Version: 0.96

snorkelflow.sdk.FineTuningApp

class snorkelflow.sdk.FineTuningApp(app_uid, model_node_uid, dataset_uid, label_schema_uid, workspace_uid, fine_tuning_app_config)

Bases: object

__init__(app_uid, model_node_uid, dataset_uid, label_schema_uid, workspace_uid, fine_tuning_app_config)

Methods

`__init__`(app_uid, model_node_uid, ...)
`create`(app_name, fine_tuning_app_config)	Create a new fine tuning application with the given name and configuration The dataset, application, label schema will be setup for you.
`create_evaluation_report`([split, ...])	Create an evaluation report for the quality dataset.
`delete`()	Delete the fine tuning application.
`get`(application)	Initialize a FineTuningApp object from an existing fine tuning application previously created with the SDK.
`get_annotation_batches`()	Get the annotation batches associated with the entire fine tuning dataset and label schema.
`get_dataframe`([split, source_uids, x_uids, ...])	Get data from the dataset associated with the fine tuning application with the given filters applied
`get_evaluation_report`(evaluation_report_uid)	Get the evaluation report associated with the given evaluation report uid.
`get_ft_dataset`()	Get the fine tuning dataset associated with the fine tuning application.
`get_quality_dataset`(model_uid)	Create a QualityDataset object from a trained model's predictions.
`get_sources`()	Get the sources within the current workspace.
`import_data`(data, split, source_uid[, name, ...])	Import data into the fine tuning application.
`import_ground_truth`(gt_df, gt_column, ...[, ...])	Import ground truth labels into the fine tuning dataset.
`list_evaluation_reports`()	List the evaluation reports associated with the fine tuning application.
`list_quality_models`()	List the quality models associated with the fine tuning application.
`register_custom_metric`(metric_name, metric_func)	Register a user-defined metric with the FineTuningApp.
`register_metric`(metric_schema)	Register a defined metric with the FineTuningApp.
`register_model_source`(model_name[, metadata])	Register a model source with the given model name and metadata.
`register_source`(source_name, source_type, ...)	Register a source in the platform
`setup_studio`()	Setup the studio for the fine tuning application.
`unregister_metric`(metric_name)	Unregister a metric with the FineTuningApp.

Attributes

datasource_metadata Get metadata about each datasource, include details about the source

create

classmethod create(app_name, fine_tuning_app_config)
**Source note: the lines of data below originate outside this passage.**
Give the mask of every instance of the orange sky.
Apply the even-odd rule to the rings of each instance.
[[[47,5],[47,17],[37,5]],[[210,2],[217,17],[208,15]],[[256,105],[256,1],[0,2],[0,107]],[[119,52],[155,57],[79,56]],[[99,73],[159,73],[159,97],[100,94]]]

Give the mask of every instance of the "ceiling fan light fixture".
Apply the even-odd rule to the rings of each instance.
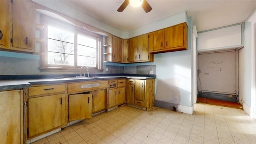
[[[130,0],[130,4],[132,7],[137,8],[141,6],[143,0]]]

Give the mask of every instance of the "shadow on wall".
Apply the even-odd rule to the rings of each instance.
[[[178,78],[158,79],[155,100],[172,104],[180,103],[180,94]]]

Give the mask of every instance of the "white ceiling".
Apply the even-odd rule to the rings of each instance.
[[[129,4],[124,0],[59,0],[122,31],[129,31],[186,11],[198,32],[244,22],[256,8],[255,0],[147,0],[153,9]]]

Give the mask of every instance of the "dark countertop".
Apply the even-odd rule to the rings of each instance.
[[[90,74],[90,76],[91,75]],[[76,75],[77,76],[77,75]],[[46,76],[1,76],[0,81],[0,90],[7,90],[17,89],[22,89],[31,86],[31,85],[43,84],[58,84],[62,83],[68,83],[73,82],[81,82],[87,81],[93,81],[97,80],[108,80],[112,79],[127,78],[137,79],[154,79],[155,75],[148,74],[124,74],[122,75],[94,75],[90,78],[76,78],[76,76],[60,76],[51,75]],[[55,77],[53,77],[55,76]],[[9,78],[8,78],[9,77]],[[22,78],[28,79],[22,79]],[[15,79],[12,79],[15,78]]]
Create a new fine tuning application with the given name and configuration The dataset, application, label schema will be setup for you.

Parameters Parameters
Returns Returns: The fine tuning application object
Return type Return type: FineTuningApp

Name	Type	Default	Info
app_name	`str`		The name of the fine tuning application.
fine_tuning_app_config	`FineTuningAppConfig`		The configuration of the fine tuning application.

create_evaluation_report

create_evaluation_report(split=None, quality_models=None, finetuned_model_sources=None, slices=None)
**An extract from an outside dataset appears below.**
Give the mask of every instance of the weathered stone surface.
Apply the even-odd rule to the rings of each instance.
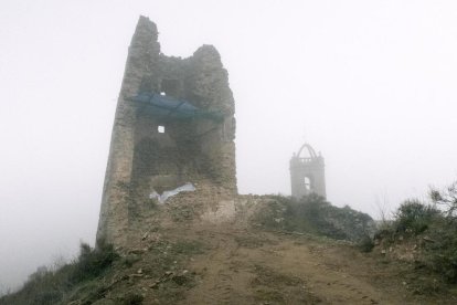
[[[158,117],[131,101],[142,92],[185,99],[223,118]],[[188,59],[166,56],[156,24],[140,17],[117,103],[97,239],[125,244],[152,191],[192,182],[196,191],[174,201],[192,204],[204,196],[211,208],[232,200],[237,193],[234,112],[227,72],[216,49],[203,45]]]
Create an evaluation report for the quality dataset.

Parameters Parameters
Returns Returns: A dictionary containing the evaluation results
Return type Return type: Dict[str, Any]

Name	Type	Default	Info
split	`Optional[str]`	`None`	The split of the data to evaluate (if not provided, metrics will be computed for all splits).
quality_models	`Union[List[str], List[int], None]`	`None`	The quality models to evaluate (if not provided, the committed quality model or the most recently trained model will be used, in that order).
finetuned_model_sources	`Union[List[str], List[int], None]`	`None`	The finetuned model sources to evaluate (if not provided, all finetuned models associated with the datasources will be used).
slices	`Union[List[str], List[int], None]`	`None`	The slices to evaluate (if not provided, all slices in the given dataset will be evaluated).

delete

delete()

Delete the fine tuning application. Dataset must be deleted separately.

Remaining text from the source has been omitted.